Design and Implementation of a Digital Library(by James Richvalsky and David

zjmarx · 发表于 2006-9-18 13:55:59

Introduction
Have you ever wondered what a digital library is or how you would go about creating your own digital library? By describing the design and implementation process we followed in creating our own digital library, we intend to give the reader a simple definition of what a digital library is, and present some key design issues involved in creating a digital library. We focus on a UNIX based implementation, but we also include highlights of PC-based libraries.

Background
What is a Digital Library?
A digital library is a collection of information that is stored and accessed electronically. The information stored in the library should have a topic common to all the data. For example, a digital library can be designed for computer graphics, operating systems, or networks. These separate libraries can be combined under one common interface that deals with computers, but it is essential that the information contained within each library remain separate. The purpose of a digital library is to provide a central location for accessing information on a particular topic. The last thing a user wants to happen when he searches for information about computer graphics is to get information on operating systems. A digital library must keep topics separate, otherwise it would be totally useless. A digital library should also have a user interface that is easy to use.

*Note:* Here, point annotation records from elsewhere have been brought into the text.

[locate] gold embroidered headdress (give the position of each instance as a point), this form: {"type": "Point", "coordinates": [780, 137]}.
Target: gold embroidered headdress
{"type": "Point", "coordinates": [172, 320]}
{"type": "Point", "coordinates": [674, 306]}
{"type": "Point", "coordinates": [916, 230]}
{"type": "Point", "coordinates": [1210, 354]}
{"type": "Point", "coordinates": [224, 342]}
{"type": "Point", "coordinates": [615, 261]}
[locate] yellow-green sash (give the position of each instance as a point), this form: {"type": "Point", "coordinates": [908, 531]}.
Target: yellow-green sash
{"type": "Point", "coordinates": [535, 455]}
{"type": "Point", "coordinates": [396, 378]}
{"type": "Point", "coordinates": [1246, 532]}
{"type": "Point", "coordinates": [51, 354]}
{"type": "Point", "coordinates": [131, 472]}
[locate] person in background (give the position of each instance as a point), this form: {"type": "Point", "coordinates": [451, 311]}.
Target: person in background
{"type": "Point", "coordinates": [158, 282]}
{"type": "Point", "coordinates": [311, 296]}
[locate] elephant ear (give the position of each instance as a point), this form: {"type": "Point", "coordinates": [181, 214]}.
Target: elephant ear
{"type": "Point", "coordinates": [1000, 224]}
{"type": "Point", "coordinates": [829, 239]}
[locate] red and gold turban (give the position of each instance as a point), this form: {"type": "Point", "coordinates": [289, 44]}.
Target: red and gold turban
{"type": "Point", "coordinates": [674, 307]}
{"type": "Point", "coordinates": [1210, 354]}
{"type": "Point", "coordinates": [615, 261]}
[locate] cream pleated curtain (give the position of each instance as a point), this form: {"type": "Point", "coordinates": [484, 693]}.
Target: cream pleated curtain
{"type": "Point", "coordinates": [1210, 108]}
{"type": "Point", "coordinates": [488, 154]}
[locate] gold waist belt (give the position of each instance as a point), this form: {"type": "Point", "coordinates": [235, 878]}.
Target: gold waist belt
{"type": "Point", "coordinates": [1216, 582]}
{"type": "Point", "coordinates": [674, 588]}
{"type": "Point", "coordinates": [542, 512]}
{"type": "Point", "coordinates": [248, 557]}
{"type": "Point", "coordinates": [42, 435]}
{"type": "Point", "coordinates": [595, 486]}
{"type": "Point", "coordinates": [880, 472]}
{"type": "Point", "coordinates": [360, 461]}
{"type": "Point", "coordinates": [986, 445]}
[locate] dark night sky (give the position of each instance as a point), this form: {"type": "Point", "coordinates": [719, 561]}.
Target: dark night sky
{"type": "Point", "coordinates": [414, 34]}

A Digital Library for Computer Science Educators
The digital library we helped to develop is entitled ''The Computing Laboratory Repository'' [6]. It is endorsed by the ACM Special Interest Group on Computer Science Education (SIGCSE). This repository supports the collection of laboratory materials developed by computer science educators for use in curriculum development. This site ( http://springfield.tcnj.edu:8000/~compsci/index2.html) currently supports the online submission of laboratory abstracts and permits retrieval via keyword searching. There are currently two separate sections of our digital library: the peer-reviewed and the editor-reviewed sections. The peer-reviewed section consists of on-line laboratories that are refereed by a group of peer reviewers. The editor-reviewed section also contains on-line laboratories, but these labs are reviewed only by the editor of the site.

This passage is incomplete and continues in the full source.